On a bien résumé au cours des derniers jours ce qui a changé depuis la mort de George Floyd d’un bout à l’autre des États-Unis, voire de l’Amérique du Nord au grand complet.

Il importe toutefois, pour ne pas donner l’impression que l’affaire est entendue et que tout va désormais pour le mieux, d’insister aussi sur ce qui n’a pas changé.

Car il s’annonce encore long, chez nos voisins du Sud, le combat pour la justice raciale.

Si vous nourrissez à ce sujet le moindre doute, les témoignages recueillis par le sondeur républicain Frank Luntz et diffusés récemment par le New York Times vont le dissiper.

Dans le cadre des cérémonies soulignant le premier anniversaire de la mort de George Floyd, Frank Luntz a interviewé 14 partisans de Donald Trump. Des femmes et des hommes blancs, relativement âgés. Un groupe, donc, dont le profil est représentatif de l’électorat de l’ancien président républicain.

S’ils qualifient ce qui s’est passé de « tragique » et de « douloureux », ils ont cependant une vision bien différente de celle qui fait désormais consensus. Tant sur le sort de la victime que sur la discrimination et les injustices raciales.

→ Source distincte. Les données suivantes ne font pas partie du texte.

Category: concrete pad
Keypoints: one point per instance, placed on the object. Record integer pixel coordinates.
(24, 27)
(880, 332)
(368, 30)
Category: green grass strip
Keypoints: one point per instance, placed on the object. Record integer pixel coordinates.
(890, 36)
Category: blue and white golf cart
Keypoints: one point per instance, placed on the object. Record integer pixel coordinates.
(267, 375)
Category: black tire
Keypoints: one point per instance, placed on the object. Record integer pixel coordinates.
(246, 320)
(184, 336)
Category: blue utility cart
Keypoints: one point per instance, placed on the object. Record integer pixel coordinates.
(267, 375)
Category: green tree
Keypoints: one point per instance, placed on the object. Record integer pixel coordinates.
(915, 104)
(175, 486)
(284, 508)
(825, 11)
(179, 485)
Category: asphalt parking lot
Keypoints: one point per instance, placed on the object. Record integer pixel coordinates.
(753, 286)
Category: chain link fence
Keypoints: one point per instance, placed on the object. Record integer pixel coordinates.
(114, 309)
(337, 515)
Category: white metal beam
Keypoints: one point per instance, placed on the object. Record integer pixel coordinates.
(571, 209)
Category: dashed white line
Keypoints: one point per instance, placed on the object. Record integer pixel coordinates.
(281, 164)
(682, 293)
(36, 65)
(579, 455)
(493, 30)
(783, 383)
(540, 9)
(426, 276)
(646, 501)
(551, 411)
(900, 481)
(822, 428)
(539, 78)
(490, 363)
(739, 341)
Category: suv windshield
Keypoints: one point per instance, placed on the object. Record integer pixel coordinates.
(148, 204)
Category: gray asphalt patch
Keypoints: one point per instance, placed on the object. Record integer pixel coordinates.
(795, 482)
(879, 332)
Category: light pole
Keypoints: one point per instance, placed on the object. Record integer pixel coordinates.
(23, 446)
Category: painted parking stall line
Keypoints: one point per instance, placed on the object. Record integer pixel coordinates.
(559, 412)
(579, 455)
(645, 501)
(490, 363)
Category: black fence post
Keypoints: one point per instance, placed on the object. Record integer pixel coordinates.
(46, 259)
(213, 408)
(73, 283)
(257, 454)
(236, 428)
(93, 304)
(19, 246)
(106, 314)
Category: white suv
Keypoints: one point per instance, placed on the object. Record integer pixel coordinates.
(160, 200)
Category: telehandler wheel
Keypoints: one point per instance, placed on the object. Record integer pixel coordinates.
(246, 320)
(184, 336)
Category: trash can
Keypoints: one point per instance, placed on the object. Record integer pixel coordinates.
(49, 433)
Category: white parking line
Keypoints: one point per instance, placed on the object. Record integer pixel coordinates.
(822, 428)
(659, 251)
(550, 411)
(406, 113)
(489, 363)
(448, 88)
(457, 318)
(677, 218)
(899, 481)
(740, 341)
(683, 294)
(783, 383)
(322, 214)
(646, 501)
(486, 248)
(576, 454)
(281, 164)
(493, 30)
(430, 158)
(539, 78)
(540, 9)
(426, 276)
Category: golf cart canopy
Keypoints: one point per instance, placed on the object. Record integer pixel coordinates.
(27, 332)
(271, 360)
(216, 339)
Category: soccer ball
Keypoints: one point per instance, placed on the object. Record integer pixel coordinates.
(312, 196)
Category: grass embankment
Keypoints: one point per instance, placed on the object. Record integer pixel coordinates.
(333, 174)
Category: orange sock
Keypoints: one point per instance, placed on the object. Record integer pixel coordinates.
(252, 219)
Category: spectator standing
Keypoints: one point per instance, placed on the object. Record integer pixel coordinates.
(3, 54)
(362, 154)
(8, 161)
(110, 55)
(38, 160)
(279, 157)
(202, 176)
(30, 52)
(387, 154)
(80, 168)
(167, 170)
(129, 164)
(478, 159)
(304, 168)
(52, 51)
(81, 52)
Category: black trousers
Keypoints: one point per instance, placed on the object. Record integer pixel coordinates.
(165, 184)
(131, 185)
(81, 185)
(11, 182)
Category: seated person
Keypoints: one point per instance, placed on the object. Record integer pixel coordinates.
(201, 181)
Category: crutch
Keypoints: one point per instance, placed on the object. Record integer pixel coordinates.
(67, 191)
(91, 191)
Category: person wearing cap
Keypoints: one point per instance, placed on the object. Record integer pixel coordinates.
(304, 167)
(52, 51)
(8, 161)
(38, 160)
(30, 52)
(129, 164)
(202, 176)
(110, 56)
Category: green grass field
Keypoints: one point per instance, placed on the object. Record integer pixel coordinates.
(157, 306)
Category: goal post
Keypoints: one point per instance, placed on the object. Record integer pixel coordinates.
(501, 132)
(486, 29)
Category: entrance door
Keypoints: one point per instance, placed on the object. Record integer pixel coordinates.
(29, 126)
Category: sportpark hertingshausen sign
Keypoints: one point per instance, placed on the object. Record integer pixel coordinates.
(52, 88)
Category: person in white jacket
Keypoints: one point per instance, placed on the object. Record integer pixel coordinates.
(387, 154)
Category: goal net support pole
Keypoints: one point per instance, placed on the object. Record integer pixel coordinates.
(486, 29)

Par exemple, ils estiment presque tous (13 sur 14) que George Floyd est « en quelque sorte » responsable de ce qui s’est passé.

« C’était un drogué et un criminel qui a résisté à son arrestation et qui s’est placé dans une situation pour que se produise ce qui lui est arrivé. S’il n’avait pas résisté à son arrestation, ça ne se serait pas produit », a dit l’un des hommes interrogés.

Certains ont aussi fait part de leur scepticisme quant au fait que la couleur de sa peau ait pu jouer un rôle quelconque et à celui – documenté – que le problème de brutalité policière frappe les Noirs de façon disproportionnée.

D’ailleurs, dix d’entre eux estiment que si les Noirs craignent davantage les policiers, c’est la faute… aux médias.

« Ils ont tout avantage à mettre de l’huile sur le feu afin de bouleverser les Noirs autant qu’il soit humainement possible de le faire, pour leur faire croire qu’un policier va leur tirer dessus à vue, pour aucune raison apparente. […] C’est pour ça qu’ils résistent lorsqu’on les arrête. C’est pour ça qu’ils se sauvent. Et c’est pour ça qu’il y a des problèmes. »

Découvrez les témoignages (en anglais) dans le New York Times

De tels commentaires nous rappellent à quel point ce pays est clivé.

On ne peut nier que la mort de George Floyd a éveillé des consciences et que la perception du mouvement Black Lives Matter a évolué de façon positive. En revanche, plusieurs ont été scandalisés par les diverses manifestations et revendications.

Ainsi, non seulement la discrimination à l’égard des Noirs n’a pas disparu, mais elle s’est peut-être même accentuée.

Selon un sondage effectué par l’Associated Press et l’Université de Chicago, pas moins de 68 % des Afro-Américains (et au total, 43 % des Américains) estiment qu’elle a augmenté au cours de la dernière année.

Quant à la question de la violence policière, elle est bien loin d’être réglée. Si des avancées ont été signalées dans quelques rares États, en général, les réformes se font encore attendre. Y compris sur le plan national.

Et les Noirs sont encore nombreux à tomber sous les balles des policiers. On en dénombrait déjà 89 cette année, en date du 21 mai, selon des chiffres cités récemment par Politico.

Si à Montréal on rapporte des « tensions accrues » avec les policiers dans certains quartiers depuis la mort de George Floyd, on ne peut qu’imaginer à quel point les plaies prendront du temps à cicatriser chez nos voisins du Sud.

Lisez notre texte à ce sujet

Cette mort brutale s’est transformée en étincelle. C’est incontestable. Et c’est tant mieux.

Car elle a permis de redynamiser la lutte contre les injustices raciales et la mobilisation d’un plus grand nombre d’Américains.

Mais il aurait été naïf de croire – comme au sujet de l’élection de Barack Obama en 2008 – qu’elle permettrait de réparer rapidement la fracture raciale.

En exagérant son effet, on court ainsi le risque de s’aveugler sur tout le travail qu’il reste à faire.